Open mapleFU opened 11 months ago
Is anyone working on this? I wouldn't mind taking a crack at it
Just move forward!
@mapleFU Is this issue resolved? If not, I want to contribute to it!!
@ShaiviAgarwal2 still open. Go for it!
@mapleFU @JacobOgle As far as I can understand, we need to optimize the decoding of Boolean values in the Parquet C library which we can do by adding a condition to check if the size of the type T
is 1 and also to use a specialized decoding method for it.

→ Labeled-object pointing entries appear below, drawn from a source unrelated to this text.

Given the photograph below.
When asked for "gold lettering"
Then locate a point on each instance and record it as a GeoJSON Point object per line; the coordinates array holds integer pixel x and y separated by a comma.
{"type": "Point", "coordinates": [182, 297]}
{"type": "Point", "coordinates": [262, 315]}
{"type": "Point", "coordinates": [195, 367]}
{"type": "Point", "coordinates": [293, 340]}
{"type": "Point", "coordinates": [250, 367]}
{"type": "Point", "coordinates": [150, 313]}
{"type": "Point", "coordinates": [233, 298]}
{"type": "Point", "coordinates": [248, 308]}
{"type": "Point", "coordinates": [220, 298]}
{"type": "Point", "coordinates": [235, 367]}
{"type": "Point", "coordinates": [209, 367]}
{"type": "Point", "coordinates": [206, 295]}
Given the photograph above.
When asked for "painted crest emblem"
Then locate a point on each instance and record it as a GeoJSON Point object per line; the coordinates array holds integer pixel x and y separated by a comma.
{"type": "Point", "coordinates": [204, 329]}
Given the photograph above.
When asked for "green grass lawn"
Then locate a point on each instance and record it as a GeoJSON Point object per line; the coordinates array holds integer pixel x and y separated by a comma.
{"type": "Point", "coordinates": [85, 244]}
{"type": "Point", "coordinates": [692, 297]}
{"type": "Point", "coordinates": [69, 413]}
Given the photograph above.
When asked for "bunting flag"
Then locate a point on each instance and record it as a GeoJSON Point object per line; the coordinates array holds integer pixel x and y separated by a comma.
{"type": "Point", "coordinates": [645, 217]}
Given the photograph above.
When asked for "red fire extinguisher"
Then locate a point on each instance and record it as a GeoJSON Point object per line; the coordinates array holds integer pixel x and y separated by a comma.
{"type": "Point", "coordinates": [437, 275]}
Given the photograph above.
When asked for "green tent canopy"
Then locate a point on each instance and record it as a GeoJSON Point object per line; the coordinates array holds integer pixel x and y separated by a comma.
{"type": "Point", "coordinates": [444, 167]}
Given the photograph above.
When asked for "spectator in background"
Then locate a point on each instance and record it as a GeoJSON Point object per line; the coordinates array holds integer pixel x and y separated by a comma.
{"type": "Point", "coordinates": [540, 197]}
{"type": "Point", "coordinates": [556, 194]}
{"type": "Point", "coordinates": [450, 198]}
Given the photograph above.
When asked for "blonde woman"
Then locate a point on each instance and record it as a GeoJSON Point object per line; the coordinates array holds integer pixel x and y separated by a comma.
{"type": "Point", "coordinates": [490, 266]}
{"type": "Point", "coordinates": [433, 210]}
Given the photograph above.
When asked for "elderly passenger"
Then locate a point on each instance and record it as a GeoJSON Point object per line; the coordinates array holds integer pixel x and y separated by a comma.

This is a possible result that we can try running. This code checks if the type T
is a Boolean, if it is, it uses a more efficient method for decoding. This code should speed up the decoding of Boolean values.
if (sizeof(T) == 1) {
const uint8_t* bool_buffer = reinterpret_cast<const uint8_t*>(buffer + byte_offset);
while (i < batch_size) {
int unpack_size = std::min(8, batch_size - i);
uint8_t unpack_byte = bool_buffer[i / 8];
for (int k = 0; k < unpack_size; ++k) {
v[i + k] = static_cast<T>((unpack_byte >> (7 - (i % 8))) & 1);
}
i += unpack_size;
byte_offset += unpack_size / 8;
}
} else {
// Existing code for other cases
// ...
}
This looks ok to me, you can also run encoding_benchmark
and boolean related benchmark to testing your optimization
This looks ok to me, you can also run
encoding_benchmark
and boolean related benchmark to testing your optimization @mapleFU Can we use the Google Benchmark library for the same? Below I have used the Google Benchmark library for testing the optimization. Here, we can replace BooleanDecodingFunction() with the actual boolean decoding function we are trying to test.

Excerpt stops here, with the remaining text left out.